The most important concern over the practicality of the issue is the lack of discussion about exactly what type of personnel the future ADF requires and precisely why the Pacific islands are likely to have them. There is no doubt that the future growth pattern for the ADF is ambitious. But the exact nature of that future growth path is not yet known, although there is no doubt that it will require higher rather than lower skilled personnel. This article sheds some light on what might be required in the years ahead—a more than doubling of the submarine force to introduce our nuclear submarine fleet, additional cyber and information warfare personnel and the further growth of space command.
Yet even though we are likely to require nuclear submariners and cyber and information warfare personnel in the years to come, proponents of the Pacific island recruitment strategy appear fixated on infantry battalions. Hence, we find an author assuring us: ‘If Australia wanted to recruit Fijians into the ADF tomorrow, it would have no problem raising a battalion in one day.’
The fact that Fijians serve in the British military is also used as an argument as to why they could serve in the ADF. Yet it is really only the British Army that does this. In all, 93% of Fijian-born UK military personnel were in the army, according to 2019 figures. They served mainly in line infantry and supporting arms units. Over 70% of the more than 640 Fijians recruited into the British Army in 2020 filled vacancies in infantry and artillery units—again, not the areas where the ADF is short of manpower now, or where it’s likely to be in the future.
The idea of a Pacific island regiment, whose role, composition and command status is never particularly defined, has also been given a run in a 2021 inquiry into Australia’s defence relationships with Pacific island nations and was resurrected in the most recent calls for a Pacific islands recruitment plan.
And there is also the issue about whether personnel shortfalls in the ADF are more about the inability to recruit individuals, or the inability to retain them. The government has already signalled its willingness to address the retention issue with its announcement of bonuses for those who continue to serve after their initial commitment expires. There is nothing to say that Pacific islander recruits’ retention rates would be any better, particularly if they had their citizenship fast-tracked and were free to enter the Australian labour market after their initial commitment expired.

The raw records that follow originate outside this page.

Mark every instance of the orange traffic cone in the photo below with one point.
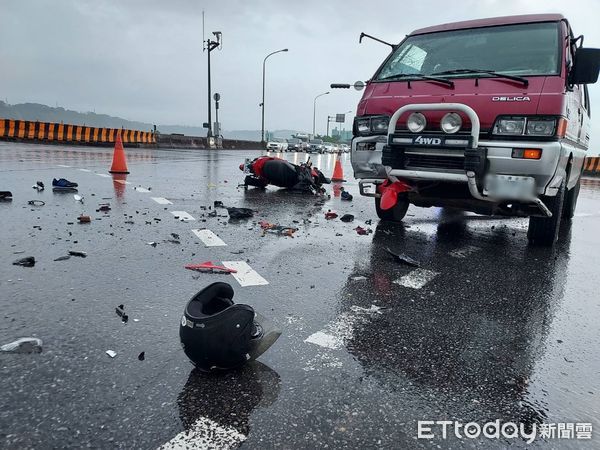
(119, 164)
(338, 172)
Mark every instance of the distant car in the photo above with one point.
(315, 146)
(279, 145)
(328, 148)
(295, 145)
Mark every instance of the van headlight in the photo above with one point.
(529, 126)
(366, 126)
(451, 123)
(416, 122)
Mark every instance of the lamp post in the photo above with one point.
(262, 105)
(315, 110)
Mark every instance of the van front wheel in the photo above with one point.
(543, 231)
(395, 214)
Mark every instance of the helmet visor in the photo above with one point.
(263, 336)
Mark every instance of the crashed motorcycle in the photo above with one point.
(267, 170)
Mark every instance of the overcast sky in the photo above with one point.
(143, 59)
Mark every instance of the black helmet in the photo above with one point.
(215, 333)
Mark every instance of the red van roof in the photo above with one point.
(506, 20)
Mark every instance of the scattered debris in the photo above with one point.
(120, 310)
(403, 259)
(28, 261)
(23, 345)
(359, 278)
(239, 213)
(63, 183)
(363, 231)
(277, 229)
(209, 267)
(347, 196)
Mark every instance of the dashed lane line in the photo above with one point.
(209, 238)
(205, 434)
(161, 200)
(183, 216)
(417, 278)
(465, 251)
(335, 333)
(245, 274)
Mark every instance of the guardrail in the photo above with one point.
(26, 130)
(591, 166)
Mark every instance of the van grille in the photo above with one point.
(452, 160)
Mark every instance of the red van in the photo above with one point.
(490, 116)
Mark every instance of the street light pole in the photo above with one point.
(315, 110)
(262, 129)
(210, 46)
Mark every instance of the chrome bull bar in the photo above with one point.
(475, 129)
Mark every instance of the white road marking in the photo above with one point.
(417, 278)
(325, 340)
(161, 200)
(183, 216)
(205, 434)
(335, 333)
(245, 274)
(465, 251)
(209, 238)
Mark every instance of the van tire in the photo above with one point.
(571, 201)
(543, 231)
(395, 214)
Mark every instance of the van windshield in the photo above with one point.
(529, 49)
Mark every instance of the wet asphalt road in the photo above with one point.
(487, 329)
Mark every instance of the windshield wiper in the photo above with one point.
(417, 76)
(525, 81)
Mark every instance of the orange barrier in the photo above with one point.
(119, 164)
(338, 172)
(591, 166)
(47, 131)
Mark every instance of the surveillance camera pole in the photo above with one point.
(210, 46)
(262, 105)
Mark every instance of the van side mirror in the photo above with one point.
(586, 66)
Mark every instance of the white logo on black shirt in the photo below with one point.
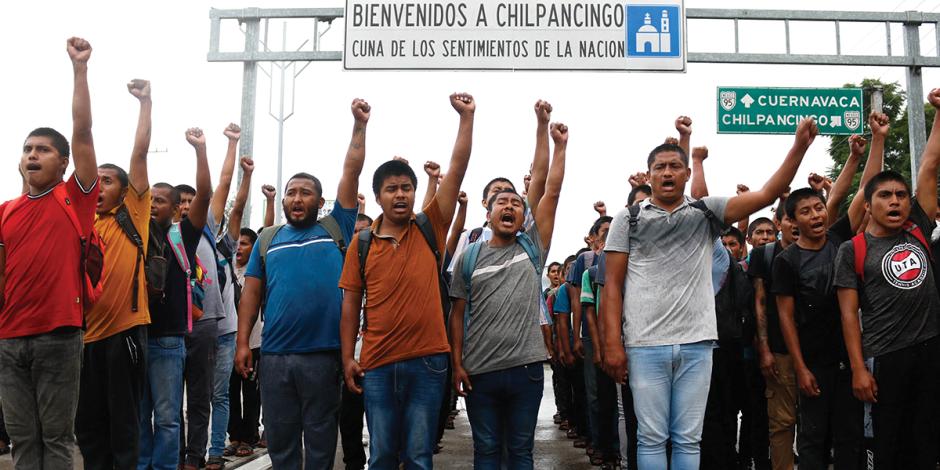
(905, 266)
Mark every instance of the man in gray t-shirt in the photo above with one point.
(497, 347)
(662, 260)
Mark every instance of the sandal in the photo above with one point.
(215, 463)
(244, 450)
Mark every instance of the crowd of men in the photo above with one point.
(823, 334)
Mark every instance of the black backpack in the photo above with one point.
(734, 303)
(154, 260)
(424, 225)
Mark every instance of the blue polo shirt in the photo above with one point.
(303, 300)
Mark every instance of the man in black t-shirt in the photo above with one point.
(895, 350)
(811, 327)
(774, 360)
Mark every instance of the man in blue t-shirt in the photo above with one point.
(297, 274)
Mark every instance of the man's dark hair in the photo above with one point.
(606, 219)
(734, 232)
(662, 148)
(247, 232)
(307, 176)
(799, 195)
(758, 221)
(884, 177)
(489, 204)
(185, 189)
(389, 169)
(486, 189)
(59, 141)
(174, 193)
(122, 175)
(643, 188)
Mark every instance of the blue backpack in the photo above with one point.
(470, 262)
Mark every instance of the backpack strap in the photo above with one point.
(123, 218)
(331, 226)
(175, 237)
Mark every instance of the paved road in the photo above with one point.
(552, 449)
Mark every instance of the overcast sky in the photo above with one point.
(614, 118)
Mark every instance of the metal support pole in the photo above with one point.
(915, 100)
(249, 82)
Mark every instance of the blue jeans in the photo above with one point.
(224, 361)
(161, 404)
(300, 395)
(670, 389)
(402, 401)
(504, 407)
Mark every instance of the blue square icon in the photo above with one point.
(653, 31)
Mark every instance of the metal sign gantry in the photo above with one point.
(911, 58)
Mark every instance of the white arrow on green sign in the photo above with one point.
(837, 111)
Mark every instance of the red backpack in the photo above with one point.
(92, 258)
(861, 247)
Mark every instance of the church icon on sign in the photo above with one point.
(653, 31)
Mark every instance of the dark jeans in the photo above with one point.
(39, 392)
(351, 416)
(504, 407)
(402, 402)
(720, 429)
(198, 374)
(834, 416)
(300, 394)
(107, 425)
(245, 411)
(905, 419)
(754, 437)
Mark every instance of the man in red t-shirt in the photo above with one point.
(41, 284)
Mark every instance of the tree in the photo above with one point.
(897, 145)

In addition to traducing a long-held practice in which citizenship should be tied to military service by advocating that Australia recruit Pacific islanders to fill vacancies that we don’t know exist or whether they are suitable to fill them, there also appears to be a little bit of selective labour market Magic Pudding about this proposal—as though the Pacific islands are an inexhaustible well of workers that we can just draw from when we need.
Need some aged-care workers? Pacific islanders can do the trick. Agricultural workers? Ditto. And while nobody argues that the flow of remittances is not good for Pacific island economies, there are potentially negative consequences too. The rush to recruit healthcare workers to Australia, for example, can leave the donor country short of the very skills it exports.
This idea of recruiting Pacific islanders into the ADF has appeal at a very superficial level. But even the shallowest of analyses of the concept reveals how flawed the idea is, starting with the fact that nobody has articulated the problem that their solution is designed to fix, let alone how a Pacific islands recruitment strategy can actually fix it.